Ma è “irregolare per la Corte e incompatibile con la dignità dei lavoratori”
Proposta “vergognosa” all’ispettorato del Lavoro: firmato il mancato accordo
“Il cinema ha un codice etico di facciata: bassa propaganda, la realtà è opposta”

Non c’è intesa, non ci sono spiragli né pare esserci, da parte delle aziende coinvolte, alcuna volontà di trovare un punto di incontro. E’ finito con la firma di mancato accordo l’incontro di stamani (20 luglio 2016, ndr) all’Ispettorato del Lavoro di Livorno sul caso del The Space che vede la mannaia sulla testa di 8 lavoratrici, madri, tra cui una ragazza in maternità, e una in aspettativa, in servizio da ben 13 anni per le pulizie presso il noto cinema cittadino. nuovo the space
All’Ispettorato erano presenti tutti e tre i sindacati rappresentativi che hanno sottoscritto il contratto Multiservizi applicato alle lavoratrici: Uiltucs Toscana Costa, Filcams Livorno e Fisascat Livorno. I sindacati hanno proclamato lo stato di agitazione e continua lo sciopero ad oltranza con il presidio, anche a seguito, hanno detto a una sola voce, “della gravissima proposta avanzata stamani: l’applicazione del ‘contratto’ Unci, unione nazionale cooperative italiane, formula del tutto irregolare bocciata perfino dalla Corte costituzionale – anche in una sentenza dello scorso anno per una causa a Lucca – in cui si definisce il ‘contratto’ Unci-Confsal incompatibile con la dignità dei lavoratori”.
Ed è stata questa, con grande sorpresa di Monica Cavallini della Filcams, Carlo Biondi della Fisascat e Sabina Bardi della Uiltucs Toscana Costa, la sorpresa ‘riservata’ alle lavoratrici. “L’azienda vorrebbe quindi condizioni peggiorative, le umilia e non tiene conto della dignità delle lavoratrici.
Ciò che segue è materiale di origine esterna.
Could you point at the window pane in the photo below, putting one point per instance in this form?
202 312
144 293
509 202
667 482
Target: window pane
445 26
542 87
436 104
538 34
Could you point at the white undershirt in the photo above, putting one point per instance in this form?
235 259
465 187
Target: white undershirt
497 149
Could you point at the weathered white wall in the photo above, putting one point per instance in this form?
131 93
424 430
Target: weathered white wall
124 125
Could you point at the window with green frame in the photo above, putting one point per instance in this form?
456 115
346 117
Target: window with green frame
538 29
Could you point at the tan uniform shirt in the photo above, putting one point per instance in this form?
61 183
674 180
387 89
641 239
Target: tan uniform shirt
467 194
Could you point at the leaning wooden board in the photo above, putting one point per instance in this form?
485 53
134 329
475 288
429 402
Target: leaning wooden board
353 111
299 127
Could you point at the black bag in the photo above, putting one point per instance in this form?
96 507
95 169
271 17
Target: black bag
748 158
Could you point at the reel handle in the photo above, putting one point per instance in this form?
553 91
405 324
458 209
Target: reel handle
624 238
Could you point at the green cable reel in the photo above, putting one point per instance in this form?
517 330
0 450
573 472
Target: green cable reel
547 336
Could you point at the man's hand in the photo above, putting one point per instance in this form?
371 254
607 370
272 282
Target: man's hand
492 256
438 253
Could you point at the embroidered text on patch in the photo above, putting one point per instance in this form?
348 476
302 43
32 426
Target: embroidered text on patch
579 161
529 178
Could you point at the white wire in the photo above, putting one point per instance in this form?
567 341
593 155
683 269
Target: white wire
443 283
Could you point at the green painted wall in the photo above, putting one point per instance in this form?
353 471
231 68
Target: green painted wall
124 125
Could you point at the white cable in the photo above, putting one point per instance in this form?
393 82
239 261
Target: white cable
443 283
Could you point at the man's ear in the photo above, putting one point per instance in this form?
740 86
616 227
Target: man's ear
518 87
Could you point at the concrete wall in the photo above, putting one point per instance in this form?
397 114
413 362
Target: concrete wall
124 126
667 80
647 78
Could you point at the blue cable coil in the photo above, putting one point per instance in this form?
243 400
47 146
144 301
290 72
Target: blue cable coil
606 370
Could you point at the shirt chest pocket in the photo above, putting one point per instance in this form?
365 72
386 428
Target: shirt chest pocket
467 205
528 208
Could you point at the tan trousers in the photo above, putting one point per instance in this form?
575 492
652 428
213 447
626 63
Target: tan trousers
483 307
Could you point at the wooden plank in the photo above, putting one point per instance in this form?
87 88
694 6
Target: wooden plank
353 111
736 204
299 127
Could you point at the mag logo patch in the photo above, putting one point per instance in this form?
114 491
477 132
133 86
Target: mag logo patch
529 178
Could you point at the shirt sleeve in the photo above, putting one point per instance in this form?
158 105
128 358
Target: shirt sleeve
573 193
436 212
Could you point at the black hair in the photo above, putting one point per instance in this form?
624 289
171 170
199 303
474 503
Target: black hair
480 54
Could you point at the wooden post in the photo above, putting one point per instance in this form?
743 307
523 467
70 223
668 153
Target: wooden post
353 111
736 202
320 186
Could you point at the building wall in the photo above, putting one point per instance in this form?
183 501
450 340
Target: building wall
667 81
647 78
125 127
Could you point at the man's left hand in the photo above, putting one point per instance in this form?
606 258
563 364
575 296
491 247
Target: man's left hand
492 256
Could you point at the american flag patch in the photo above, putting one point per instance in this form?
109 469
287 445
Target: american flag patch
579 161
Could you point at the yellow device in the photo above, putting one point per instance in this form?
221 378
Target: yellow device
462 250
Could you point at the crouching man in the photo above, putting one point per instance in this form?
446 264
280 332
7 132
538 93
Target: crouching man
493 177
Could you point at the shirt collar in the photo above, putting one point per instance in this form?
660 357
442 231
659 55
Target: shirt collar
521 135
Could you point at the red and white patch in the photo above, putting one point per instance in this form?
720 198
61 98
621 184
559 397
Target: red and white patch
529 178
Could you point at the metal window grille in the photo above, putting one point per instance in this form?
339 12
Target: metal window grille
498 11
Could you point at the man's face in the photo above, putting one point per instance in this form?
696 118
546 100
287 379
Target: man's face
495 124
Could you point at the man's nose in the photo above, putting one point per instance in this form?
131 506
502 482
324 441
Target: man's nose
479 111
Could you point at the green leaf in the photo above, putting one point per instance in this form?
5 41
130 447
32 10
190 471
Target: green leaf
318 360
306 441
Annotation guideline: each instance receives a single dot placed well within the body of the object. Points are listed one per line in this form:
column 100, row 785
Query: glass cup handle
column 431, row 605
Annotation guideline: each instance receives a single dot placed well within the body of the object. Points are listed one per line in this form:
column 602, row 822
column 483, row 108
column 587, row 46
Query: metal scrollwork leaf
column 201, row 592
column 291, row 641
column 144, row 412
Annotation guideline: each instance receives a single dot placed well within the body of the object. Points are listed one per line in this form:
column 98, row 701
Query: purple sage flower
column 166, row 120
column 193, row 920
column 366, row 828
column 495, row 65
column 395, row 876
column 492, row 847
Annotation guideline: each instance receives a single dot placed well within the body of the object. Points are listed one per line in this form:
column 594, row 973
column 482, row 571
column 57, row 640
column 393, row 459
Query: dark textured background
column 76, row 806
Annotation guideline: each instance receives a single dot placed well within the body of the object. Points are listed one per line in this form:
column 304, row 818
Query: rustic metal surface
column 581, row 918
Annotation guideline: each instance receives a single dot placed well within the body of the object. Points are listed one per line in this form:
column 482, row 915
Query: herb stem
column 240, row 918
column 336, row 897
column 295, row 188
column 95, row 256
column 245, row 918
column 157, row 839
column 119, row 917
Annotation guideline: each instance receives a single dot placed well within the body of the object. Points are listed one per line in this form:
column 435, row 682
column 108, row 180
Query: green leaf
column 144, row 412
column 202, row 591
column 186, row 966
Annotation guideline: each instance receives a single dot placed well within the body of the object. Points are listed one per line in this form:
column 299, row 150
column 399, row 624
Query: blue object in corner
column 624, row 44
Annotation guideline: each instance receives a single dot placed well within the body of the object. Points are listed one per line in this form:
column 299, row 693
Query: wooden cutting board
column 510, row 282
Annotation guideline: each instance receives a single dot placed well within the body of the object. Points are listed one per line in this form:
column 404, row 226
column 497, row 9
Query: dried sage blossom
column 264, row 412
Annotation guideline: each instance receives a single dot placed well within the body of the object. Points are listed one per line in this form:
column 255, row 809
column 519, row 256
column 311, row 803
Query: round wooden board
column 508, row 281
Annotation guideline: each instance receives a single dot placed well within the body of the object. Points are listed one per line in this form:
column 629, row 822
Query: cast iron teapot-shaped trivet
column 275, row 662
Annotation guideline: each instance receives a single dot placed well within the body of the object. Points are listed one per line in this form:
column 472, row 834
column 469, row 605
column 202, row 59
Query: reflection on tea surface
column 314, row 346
L’appalto cessa formalmente il 31 luglio – spiegano i sindacati – e secondo le aziende, la cooperativa Global Service (azienda uscente) e Global Server Cleanemas (azienda entrante che ha appaltato il servizio) con il bene placido del The Space, ipotizzano solo misere offerte al ribasso e riduzione di oltre 10 ore di lavoro settimanali. In più chiedono una reperibilità che rasenta l’assurdo: 14 ore giornaliere in cui potrebbero essere chiamate in ogni momento in servizio. La disperazione è tanta ma la dignità è più forte del bisogno: siamo pronti a contrastare questo sopruso con ogni mezzo”.
“E’ allucinante, poi – concludono i sindacati – che il The Space mantenga questa posizione vergognosa anche alla luce del proprio pseudo ‘Codice etico’ in cui si vanta di avere un rispetto per i lavoratori. Codice etico che, a ben vedere cosa sta accadendo, non è che un pezzo di carta: i proclami del The Space di garantire lavori dignitosi e negare ogni tipo di schiavitù, sono purtroppo pura propaganda di facciata”.